According to sources, lenders have agreed to restructure INR 2,500m (USD 377.3m) of its INR 450,000m (USD 6.7bn) debt, without disclosing further details.
Amongst others, lenders to JSPL are as follows:
- Axis Bank
- Bank of Maharashtra
- EXIM Bank
- HDFC Bank
- Andhra Bank
- Corporation Bank
- Punjab and Sindh Bank
US-based E&P company Goodrich Petroleum Corp. reached an agreement with lenders based on a prepackaged plan to file for Chapter 11 bankruptcy protection by 15 April 2016..
The prepackaged plan, which aimed to secure support from all lenders prior to filing for Chapter 11 bankruptcy, fell short of desired participation levels. As on 31 March 2016, the company received support from its unsecured lenders totaling 61% of the 95% needed to implement its debt-for-equity exchange offer.
The new plan of re-organization aims to give its second-lien lenders an equity stake in the re-organized company through its ongoing debt-for-equity exchange offer. The company has extended its offer to 8 April 2016.
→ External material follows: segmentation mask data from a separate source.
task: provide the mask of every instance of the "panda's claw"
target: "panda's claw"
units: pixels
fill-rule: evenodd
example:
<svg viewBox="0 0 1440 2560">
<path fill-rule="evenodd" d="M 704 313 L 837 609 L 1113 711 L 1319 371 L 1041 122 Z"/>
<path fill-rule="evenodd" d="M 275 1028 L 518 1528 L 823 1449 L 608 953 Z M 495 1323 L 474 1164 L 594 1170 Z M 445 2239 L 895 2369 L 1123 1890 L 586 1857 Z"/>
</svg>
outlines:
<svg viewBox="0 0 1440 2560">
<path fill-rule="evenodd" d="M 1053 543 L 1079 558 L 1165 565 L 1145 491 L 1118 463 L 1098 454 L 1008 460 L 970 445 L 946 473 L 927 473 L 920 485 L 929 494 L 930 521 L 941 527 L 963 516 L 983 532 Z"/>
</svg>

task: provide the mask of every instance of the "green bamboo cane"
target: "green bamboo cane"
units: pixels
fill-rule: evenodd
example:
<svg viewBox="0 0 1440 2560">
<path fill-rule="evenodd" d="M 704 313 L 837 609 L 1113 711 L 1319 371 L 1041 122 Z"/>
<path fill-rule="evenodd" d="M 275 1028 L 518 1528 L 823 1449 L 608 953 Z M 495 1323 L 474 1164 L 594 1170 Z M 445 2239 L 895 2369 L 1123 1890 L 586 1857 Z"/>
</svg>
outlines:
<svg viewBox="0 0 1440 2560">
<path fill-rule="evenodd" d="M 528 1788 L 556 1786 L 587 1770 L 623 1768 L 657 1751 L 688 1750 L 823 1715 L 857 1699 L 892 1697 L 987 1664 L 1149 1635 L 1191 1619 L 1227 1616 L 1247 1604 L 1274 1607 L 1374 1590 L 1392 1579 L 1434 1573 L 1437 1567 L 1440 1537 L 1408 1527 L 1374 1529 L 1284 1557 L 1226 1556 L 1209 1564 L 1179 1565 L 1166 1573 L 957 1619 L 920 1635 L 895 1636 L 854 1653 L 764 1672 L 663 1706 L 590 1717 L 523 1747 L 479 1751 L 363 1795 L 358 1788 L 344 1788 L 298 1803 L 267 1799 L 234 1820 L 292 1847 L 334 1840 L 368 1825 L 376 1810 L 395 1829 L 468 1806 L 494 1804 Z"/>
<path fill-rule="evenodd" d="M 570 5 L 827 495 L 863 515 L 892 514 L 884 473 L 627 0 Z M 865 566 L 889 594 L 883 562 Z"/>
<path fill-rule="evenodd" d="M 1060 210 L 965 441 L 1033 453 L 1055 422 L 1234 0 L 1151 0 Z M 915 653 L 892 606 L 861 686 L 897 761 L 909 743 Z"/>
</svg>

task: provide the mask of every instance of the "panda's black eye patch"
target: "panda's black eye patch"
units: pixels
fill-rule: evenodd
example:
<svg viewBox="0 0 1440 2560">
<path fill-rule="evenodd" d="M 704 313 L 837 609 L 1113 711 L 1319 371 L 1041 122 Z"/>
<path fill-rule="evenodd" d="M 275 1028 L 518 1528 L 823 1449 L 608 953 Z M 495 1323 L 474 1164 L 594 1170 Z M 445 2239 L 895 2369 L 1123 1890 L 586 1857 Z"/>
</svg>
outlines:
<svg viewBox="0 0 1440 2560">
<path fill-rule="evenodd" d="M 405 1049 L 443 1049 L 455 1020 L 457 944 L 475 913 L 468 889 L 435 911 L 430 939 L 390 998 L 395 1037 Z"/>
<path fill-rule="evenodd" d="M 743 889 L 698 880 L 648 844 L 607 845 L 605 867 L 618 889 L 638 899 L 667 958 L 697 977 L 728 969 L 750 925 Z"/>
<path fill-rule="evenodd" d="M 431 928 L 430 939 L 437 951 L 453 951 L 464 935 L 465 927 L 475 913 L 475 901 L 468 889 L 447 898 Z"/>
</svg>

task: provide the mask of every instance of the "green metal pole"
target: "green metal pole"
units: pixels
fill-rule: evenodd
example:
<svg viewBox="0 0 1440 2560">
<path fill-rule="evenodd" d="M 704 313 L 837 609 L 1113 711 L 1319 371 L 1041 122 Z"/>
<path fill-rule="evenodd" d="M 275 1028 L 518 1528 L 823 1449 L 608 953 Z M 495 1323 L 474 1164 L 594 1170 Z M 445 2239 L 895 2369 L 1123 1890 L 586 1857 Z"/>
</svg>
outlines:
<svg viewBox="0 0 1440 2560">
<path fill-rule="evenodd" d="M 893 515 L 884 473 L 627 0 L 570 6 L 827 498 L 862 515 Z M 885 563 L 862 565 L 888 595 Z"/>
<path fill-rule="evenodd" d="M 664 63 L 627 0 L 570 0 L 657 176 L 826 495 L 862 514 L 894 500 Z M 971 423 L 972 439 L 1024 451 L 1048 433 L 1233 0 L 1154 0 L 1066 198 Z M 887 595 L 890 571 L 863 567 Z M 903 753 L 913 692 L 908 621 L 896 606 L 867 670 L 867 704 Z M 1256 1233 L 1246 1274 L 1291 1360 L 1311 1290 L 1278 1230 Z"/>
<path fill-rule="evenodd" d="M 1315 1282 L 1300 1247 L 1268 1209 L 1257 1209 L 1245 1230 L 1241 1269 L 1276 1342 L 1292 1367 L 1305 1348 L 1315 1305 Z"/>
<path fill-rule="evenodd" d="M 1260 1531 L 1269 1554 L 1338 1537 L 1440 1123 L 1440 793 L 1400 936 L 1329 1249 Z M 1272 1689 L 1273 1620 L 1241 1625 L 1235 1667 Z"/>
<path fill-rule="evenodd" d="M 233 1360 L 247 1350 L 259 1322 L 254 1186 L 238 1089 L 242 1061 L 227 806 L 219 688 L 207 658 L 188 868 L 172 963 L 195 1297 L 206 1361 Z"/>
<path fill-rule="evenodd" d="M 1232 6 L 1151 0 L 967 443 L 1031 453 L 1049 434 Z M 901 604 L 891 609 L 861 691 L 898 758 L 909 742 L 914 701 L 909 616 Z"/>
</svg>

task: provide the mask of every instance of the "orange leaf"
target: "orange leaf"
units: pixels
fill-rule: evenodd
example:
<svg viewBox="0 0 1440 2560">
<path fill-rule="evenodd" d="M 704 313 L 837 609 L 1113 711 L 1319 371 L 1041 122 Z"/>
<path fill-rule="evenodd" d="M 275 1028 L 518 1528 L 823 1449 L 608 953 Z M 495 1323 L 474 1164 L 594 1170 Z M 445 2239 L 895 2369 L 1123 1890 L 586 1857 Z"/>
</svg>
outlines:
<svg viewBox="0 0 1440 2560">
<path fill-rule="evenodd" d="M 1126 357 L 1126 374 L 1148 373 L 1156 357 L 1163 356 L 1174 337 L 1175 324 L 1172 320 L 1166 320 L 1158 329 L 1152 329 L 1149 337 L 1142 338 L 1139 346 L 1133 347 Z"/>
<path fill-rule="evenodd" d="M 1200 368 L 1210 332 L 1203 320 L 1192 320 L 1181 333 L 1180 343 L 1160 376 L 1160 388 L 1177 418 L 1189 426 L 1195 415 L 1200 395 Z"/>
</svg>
Separately, Goodrich announced earlier in March 2016, that it would delay the filing of its annual report for 2015 citing a material loss that auditors had detected which would affect the company’s ability to operate as a going concern.
Major oil producers led by Russia and Saudi Arabia planned on concluding their preliminary talks on freezing crude oil output by 1 March 2016, states Russia’s energy minister Alexander Novak. A meeting with major oil producers concluded in Doha, Qatar, this week.
A conclusive agreement with all oil producing nations could see output falling by 1.3m barrels per day, in line with average daily output of January 2016.
Saudi Arabia, Russia, Qatar and Venezuela have jointly agreed to freeze output to levels observed in Janauary 2016 if other nations agree to do so.
Iran welcomed the move but has not yet formally committed itself to reducing its output. Its Deputy Oil Minister Rokneddin Javadi stated on Saturday that Iran would aim to increase its output to 700,000 barrels per day in the coming months.
Oil output excluding Iran is expected to decline provided other nations resort to reduced production, according to Alexey Texler, Russia’s Deputy Energy Minister.